En 2013, pas moins de 10 000 personnes se sont arrêtées au bureau touristique situé à Saint-Eustache. C’est presque le double de l’année précédente, fait remarquer la coordonnatrice France Bélanger, qui se réjouit de cette soudaine popularité. «On est de plus en plus présents sur Internet et Facebook et on est proches de Laval et de Montréal. On fait plus de promotion et on participe davantage aux festivals dont celui de la Fête des vins, au Marché Bonsecours, à Montréal», explique-t-elle.

Lors de cet événement couru qui s’est tenu à la fin novembre, les promoteurs régionaux ont pu distribuer leur nouveau dépliant Cidreries, vignobles et compagnie dans lequel des vignobles et des cidreries des Basses-Laurentides y sont publicisés. Vu l’intérêt manifesté par les passants, l’équipe envisage de participer à nouveau à ce type d’activités promotionnelles en 2014.

La diminution des visiteurs aux kiosques d’information ailleurs qu’à Saint-Eustache en 2013, notamment à Oka, inquiète un peu Tourisme Basses-Laurentides. Les amateurs de baignade et de vélo forment une clientèle stable, mais qui ne s’arrête pas souvent au kiosque d’information. «Peut-être s’informent-ils davantage par le biais d’Internet?», signale la coordonnatrice.

Les promoteurs ont donc décidé de passer à l’offensive. «On sort plus de notre cocon. On se montre plus dans les événements de la région. Il faut sortir plus de nos pantoufles», affirme-t-elle.

Combien de visiteurs ont visité les producteurs régionaux? Ces chiffres sont difficiles à obtenir puisque les producteurs fonctionnent sur un mode privé, fait remarquer Mme Bélanger, qui constate toutefois que l’autoroute 640 ne dérougit pas les week-ends, surtout en période estivale et automnale.

Quant à la Marche d’Alphonse, ce trajet de cinq jours lancé en 2012, près d’une vingtaine de personnes s’y sont adonnées, ce que Mme Bélanger considère très satisfaisant compte tenu des places limitées en hébergement.

Toutefois, la directrice générale de l’Association touristique régionale, Diane Leblond, se montre assurément optimiste pour l’avenir du tourisme dans les Laurentides qui demeure, selon elle, la première destination touristique au Québec.

En plus des populaires activités sportives des Hautes Laurentides, le secteur plus au sud mérite de plus en plus d’attention, croit-elle.

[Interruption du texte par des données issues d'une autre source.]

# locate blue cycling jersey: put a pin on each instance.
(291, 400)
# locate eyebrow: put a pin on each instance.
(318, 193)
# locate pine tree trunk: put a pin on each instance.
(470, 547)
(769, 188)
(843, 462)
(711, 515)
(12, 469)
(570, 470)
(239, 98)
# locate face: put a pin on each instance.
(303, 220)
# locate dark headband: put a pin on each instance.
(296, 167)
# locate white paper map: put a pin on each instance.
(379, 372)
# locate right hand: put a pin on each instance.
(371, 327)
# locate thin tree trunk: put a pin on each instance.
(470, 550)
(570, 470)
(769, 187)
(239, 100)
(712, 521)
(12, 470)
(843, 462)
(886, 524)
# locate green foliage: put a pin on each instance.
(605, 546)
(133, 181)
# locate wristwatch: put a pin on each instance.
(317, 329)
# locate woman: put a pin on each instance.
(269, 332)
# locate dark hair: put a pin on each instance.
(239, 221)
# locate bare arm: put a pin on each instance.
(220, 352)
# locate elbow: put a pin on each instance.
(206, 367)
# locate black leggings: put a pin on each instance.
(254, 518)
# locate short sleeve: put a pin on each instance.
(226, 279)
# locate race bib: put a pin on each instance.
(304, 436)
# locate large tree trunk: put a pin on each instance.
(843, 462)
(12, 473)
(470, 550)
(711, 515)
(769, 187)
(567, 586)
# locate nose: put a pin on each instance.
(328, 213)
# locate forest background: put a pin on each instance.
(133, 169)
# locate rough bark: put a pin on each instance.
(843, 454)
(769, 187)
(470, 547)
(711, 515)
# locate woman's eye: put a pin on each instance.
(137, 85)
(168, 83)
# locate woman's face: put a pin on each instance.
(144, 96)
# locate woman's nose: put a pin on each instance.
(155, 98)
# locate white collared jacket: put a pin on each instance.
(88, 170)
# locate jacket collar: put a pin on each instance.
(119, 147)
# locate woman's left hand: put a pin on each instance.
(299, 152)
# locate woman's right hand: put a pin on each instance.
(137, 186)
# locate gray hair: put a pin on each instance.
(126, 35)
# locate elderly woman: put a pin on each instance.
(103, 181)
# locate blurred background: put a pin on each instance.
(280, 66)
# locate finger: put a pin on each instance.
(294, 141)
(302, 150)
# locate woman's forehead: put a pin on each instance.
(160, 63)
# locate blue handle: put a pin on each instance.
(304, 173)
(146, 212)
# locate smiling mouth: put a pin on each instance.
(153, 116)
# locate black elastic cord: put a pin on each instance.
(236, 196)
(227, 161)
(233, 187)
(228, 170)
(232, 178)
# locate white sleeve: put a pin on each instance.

Selon une étude, c’est dans les Laurentides que l’on enregistre le plus grand nombre d’entreprises en agrotourisme. «On s’est positionné comme une région ayant un produit qui s’appelle l’agrotourisme et nous avons un tourisme culturel, de santé avec les spas et d’activités sportives. On n’a pas les baleines, mais on a tous les autres produits et on est leader en tourisme de villégiature quatre saisons», souligne-t-elle.

Selon Mme Leblond, on voit désormais affluer des touristes qui viennent d’aussi loin que la Chine. L’agrotourisme en convainc plus d’un à bifurquer vers les Laurentides après un séjour à Montréal, ce dont Tourisme Laurentides se réjouit.